Mon propos correspond avant tout à une nécessité intérieure, c’est gratuit, c’est une quête permanente de mettre en évidence ce que la société et le moment dans le quel je suis ne peut pas dire avec des mots.
Je témoigne ainsi de mon temps en révélant une sorte d’inconscient collectif dont je laisse la trace sur ma toile.
Mon travail s’inscrit dans une continuité de l’histoire artistique passée.
Marie Angèle Castillo
Planteamiento artistico
« Soy feliz, mis manzanas parecen manzanas… »
Al leer estas observaciones que plasman las primeras páginas de mi diario, se comprende de qué modo mis principios se han caracterizado por un deseo de « exactitud ».
Pero también las cosas se pueden plantear de modo diferente, cuando se encuentra uno perdido frente a lo que se llama el lenguaje ilustrado, se intenta adquirir un repertorio de formas.
Tras muchos combates y combates con si mismo, viene el tiempo en el que el carácter anecdótico de las cosas se olvida a favor de la pura emoción estética.
El tema elegido ya no es más que pretexto que debe evolucionar en este universo de formas, colores, sombras y luces que nos rodean.
El pintor, en lo que parece ser para él una necesidad, intenta entonces responder a su ideal de belleza procurando descubrir la verdad interior de los seres y objetos.
¿Cómo se podría expresar con sinceridad, sin traicionarse, esta motivación imperiosa que cada día nos empuja, ante nuestro trabajo?
¿Cómo no reconocer que el arte se coloca sobre todo bajo la señal de una « bonita duda » que da al diario la dimensión de una aventura permanente?

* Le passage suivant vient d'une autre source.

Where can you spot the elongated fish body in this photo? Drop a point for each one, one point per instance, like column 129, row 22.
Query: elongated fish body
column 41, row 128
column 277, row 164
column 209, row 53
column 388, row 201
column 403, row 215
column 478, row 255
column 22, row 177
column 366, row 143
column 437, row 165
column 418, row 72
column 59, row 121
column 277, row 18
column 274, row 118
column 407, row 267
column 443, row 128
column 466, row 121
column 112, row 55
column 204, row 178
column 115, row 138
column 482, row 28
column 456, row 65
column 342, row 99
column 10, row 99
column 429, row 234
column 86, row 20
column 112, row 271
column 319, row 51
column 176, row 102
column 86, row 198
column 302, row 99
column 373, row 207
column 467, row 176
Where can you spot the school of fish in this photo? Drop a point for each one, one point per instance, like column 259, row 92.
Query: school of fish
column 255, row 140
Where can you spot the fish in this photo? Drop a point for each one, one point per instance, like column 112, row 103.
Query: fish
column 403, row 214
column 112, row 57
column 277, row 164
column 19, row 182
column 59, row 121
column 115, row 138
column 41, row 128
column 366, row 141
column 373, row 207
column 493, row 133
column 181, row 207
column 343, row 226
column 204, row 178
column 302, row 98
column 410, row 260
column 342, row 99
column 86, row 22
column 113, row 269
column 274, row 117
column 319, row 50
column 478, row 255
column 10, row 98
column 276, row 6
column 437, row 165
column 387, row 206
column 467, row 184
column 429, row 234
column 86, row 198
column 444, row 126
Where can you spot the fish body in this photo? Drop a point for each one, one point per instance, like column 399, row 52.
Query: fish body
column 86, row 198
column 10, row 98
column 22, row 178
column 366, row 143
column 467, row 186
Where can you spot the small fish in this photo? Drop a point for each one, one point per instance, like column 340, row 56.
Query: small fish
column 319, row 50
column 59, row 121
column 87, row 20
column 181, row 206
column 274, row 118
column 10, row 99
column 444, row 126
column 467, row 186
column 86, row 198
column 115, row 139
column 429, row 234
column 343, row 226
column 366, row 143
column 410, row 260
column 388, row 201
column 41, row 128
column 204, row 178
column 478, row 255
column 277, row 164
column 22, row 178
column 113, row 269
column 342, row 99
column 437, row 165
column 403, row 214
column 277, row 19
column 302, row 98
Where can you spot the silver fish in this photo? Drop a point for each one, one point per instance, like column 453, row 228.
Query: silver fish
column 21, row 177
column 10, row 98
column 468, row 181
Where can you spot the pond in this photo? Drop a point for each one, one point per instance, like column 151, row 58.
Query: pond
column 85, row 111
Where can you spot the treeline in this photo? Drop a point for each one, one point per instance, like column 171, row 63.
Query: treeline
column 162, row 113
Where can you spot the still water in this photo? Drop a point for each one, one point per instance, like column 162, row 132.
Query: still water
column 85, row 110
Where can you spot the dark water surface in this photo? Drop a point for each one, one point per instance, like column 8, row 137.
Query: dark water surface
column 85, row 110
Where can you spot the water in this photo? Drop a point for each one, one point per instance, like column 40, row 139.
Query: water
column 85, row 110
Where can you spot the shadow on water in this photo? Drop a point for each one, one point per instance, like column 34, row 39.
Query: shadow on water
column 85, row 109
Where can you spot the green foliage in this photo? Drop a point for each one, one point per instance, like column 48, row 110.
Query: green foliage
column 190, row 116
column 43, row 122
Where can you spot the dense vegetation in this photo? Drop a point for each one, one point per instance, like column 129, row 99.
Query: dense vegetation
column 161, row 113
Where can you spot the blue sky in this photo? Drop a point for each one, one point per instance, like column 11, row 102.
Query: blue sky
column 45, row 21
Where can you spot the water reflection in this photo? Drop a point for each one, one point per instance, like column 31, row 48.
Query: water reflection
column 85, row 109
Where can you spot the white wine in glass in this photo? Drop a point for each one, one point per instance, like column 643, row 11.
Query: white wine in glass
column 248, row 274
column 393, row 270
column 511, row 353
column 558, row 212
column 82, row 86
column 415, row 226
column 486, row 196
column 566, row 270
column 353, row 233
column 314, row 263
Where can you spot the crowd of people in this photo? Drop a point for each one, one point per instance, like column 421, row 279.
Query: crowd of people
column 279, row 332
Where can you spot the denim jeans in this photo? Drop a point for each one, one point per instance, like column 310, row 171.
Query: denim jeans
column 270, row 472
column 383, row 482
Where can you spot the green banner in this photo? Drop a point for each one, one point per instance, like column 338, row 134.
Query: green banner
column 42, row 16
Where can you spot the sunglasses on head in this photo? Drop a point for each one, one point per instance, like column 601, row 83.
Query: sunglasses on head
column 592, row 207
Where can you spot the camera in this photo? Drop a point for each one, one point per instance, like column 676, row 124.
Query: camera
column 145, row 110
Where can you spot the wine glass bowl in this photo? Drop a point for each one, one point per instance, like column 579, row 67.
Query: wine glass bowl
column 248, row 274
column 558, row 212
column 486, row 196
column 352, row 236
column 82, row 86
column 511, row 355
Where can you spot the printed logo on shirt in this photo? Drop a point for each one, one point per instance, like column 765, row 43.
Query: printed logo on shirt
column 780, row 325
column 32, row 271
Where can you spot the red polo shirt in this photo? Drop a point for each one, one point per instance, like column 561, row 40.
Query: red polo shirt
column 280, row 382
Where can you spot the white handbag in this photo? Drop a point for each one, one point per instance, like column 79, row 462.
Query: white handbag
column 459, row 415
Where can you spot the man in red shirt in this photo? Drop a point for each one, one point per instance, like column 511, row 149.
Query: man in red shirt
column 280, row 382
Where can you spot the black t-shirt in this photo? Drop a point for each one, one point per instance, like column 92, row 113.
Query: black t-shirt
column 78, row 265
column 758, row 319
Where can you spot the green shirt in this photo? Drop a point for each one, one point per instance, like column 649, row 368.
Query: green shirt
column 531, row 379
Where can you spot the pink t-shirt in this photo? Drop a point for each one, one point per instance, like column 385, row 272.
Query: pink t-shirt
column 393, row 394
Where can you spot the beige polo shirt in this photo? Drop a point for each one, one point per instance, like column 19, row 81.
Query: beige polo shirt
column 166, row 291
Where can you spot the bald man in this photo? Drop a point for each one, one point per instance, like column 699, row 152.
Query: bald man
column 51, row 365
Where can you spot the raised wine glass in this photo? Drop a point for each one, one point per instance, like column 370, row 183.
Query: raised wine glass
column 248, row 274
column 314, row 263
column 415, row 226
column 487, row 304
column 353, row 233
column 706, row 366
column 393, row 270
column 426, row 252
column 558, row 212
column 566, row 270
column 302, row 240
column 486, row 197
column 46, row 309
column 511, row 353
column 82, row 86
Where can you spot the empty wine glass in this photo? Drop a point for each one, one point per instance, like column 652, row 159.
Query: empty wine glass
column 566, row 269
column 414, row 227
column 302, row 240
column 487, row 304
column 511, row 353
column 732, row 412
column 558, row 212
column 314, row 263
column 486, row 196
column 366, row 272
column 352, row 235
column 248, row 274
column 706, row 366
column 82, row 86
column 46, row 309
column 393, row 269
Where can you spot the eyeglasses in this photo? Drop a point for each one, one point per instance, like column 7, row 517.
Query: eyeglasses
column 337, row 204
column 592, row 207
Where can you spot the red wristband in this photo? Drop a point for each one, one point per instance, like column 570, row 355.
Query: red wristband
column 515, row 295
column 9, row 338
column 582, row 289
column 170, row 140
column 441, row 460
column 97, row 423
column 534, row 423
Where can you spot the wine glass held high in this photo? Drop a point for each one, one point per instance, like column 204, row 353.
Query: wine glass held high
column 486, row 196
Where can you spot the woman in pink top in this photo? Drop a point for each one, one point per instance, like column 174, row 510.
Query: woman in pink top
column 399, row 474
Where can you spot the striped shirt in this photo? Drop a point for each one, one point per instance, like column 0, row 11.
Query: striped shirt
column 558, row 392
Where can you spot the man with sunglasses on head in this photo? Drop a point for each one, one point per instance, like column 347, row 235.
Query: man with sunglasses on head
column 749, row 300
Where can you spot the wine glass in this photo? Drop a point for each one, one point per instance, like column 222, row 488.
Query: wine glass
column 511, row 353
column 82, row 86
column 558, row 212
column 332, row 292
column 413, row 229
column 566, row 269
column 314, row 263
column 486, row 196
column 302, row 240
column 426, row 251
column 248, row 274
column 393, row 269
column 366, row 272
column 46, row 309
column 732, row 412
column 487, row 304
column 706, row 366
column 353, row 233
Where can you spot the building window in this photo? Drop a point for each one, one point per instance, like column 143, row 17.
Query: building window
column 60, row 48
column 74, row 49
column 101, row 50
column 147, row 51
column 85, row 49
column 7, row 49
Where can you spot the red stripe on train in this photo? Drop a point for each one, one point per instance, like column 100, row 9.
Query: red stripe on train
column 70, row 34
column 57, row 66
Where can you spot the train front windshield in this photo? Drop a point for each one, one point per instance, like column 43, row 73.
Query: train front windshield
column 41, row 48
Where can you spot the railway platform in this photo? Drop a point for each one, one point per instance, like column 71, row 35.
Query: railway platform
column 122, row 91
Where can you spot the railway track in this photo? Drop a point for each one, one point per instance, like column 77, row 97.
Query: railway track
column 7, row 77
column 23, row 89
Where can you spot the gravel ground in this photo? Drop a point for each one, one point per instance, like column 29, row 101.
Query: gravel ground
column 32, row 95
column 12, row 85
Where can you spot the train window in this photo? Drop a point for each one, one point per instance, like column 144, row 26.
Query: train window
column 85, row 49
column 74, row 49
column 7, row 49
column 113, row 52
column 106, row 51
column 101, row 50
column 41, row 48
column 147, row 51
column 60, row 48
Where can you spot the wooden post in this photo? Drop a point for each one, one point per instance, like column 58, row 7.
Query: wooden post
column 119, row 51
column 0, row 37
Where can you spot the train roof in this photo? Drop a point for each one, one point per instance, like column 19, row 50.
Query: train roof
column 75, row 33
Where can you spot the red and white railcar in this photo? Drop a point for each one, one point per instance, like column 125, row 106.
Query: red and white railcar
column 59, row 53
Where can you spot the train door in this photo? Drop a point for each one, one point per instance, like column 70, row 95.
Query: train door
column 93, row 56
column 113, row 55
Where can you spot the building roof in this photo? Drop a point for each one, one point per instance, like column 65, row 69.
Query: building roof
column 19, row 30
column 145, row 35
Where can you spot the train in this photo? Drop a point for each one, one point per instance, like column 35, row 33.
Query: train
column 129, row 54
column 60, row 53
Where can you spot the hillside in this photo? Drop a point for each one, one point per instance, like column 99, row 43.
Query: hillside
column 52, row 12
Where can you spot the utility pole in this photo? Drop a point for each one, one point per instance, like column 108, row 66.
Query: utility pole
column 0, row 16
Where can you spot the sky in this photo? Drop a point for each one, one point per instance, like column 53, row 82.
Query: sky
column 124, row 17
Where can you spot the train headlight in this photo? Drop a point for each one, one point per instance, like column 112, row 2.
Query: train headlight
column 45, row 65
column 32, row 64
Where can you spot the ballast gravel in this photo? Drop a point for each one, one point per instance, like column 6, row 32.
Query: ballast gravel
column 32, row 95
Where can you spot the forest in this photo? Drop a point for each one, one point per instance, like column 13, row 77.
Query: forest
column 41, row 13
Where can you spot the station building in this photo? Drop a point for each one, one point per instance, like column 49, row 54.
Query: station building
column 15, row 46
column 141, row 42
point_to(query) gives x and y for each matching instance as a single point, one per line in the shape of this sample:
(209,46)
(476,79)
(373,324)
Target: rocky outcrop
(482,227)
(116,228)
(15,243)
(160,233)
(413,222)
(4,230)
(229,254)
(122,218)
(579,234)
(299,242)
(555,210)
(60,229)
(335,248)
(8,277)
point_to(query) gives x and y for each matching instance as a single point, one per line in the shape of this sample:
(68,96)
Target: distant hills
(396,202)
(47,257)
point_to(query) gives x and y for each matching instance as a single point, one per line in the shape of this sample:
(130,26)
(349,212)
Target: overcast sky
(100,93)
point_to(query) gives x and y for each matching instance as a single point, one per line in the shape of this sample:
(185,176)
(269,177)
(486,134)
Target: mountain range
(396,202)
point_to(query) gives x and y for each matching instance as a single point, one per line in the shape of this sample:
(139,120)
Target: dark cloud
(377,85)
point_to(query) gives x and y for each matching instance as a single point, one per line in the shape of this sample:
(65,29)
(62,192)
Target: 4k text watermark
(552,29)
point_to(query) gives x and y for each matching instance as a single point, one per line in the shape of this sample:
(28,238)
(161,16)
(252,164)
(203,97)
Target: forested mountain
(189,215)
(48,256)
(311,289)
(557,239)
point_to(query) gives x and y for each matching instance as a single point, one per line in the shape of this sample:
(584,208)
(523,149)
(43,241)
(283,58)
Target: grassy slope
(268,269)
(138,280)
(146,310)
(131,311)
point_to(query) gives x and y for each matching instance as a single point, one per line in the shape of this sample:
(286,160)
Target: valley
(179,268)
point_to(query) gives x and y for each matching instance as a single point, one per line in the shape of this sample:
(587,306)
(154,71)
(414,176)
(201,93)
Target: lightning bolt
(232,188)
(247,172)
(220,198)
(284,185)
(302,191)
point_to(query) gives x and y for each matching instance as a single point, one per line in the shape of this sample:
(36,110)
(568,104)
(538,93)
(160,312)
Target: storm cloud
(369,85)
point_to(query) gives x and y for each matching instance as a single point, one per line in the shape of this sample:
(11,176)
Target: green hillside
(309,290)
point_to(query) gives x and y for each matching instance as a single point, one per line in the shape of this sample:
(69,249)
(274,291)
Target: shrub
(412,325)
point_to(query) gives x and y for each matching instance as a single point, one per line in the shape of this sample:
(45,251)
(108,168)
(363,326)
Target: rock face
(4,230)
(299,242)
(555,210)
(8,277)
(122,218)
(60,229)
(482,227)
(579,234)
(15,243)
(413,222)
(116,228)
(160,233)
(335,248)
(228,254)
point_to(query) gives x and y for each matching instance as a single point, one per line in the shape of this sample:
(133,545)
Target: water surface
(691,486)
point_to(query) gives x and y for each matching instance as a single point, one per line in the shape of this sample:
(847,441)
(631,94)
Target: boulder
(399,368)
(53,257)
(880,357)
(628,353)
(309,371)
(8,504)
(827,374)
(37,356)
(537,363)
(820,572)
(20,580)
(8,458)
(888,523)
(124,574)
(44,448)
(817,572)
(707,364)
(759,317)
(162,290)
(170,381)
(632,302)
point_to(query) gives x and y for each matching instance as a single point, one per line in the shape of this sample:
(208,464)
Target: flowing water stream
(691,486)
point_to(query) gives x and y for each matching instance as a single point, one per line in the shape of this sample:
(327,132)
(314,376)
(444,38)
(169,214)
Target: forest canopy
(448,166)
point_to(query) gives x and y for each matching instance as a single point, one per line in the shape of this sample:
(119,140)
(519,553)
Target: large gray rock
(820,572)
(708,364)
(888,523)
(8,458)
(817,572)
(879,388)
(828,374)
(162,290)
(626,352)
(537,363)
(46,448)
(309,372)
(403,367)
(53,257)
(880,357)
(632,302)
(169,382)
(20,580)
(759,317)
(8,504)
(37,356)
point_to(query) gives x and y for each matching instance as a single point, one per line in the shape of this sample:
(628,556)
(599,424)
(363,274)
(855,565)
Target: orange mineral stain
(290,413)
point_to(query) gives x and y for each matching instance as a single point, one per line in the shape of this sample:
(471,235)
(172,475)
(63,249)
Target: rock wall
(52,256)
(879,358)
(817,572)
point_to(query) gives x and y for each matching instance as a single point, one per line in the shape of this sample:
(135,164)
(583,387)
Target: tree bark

En efecto existen estos cuadros que no se explican y otros que ponen en entredicho lo que creíamos adquirido.
La pintura tiene algo de maravilloso y grave a la vez.
Lo que importa no es pintar la belleza sino quizás elevar lo sencillo al rango de obra de arte por la mirada y la acción plástica que hemos producido.
Mi observación corresponde sobre todo a una necesidad interior, es gratuita. Es una búsqueda permanente de poner en relieve lo que la sociedad y el momento en el que estamos, no puede expresar con palabras.
Me hago testigo de mi tiempo, revelando una forma de inconsciente colectivo cuyo rastro dejo sobre mi lienzo.
Mi trabajo se inscribe en continuidad de la historia artística pasada.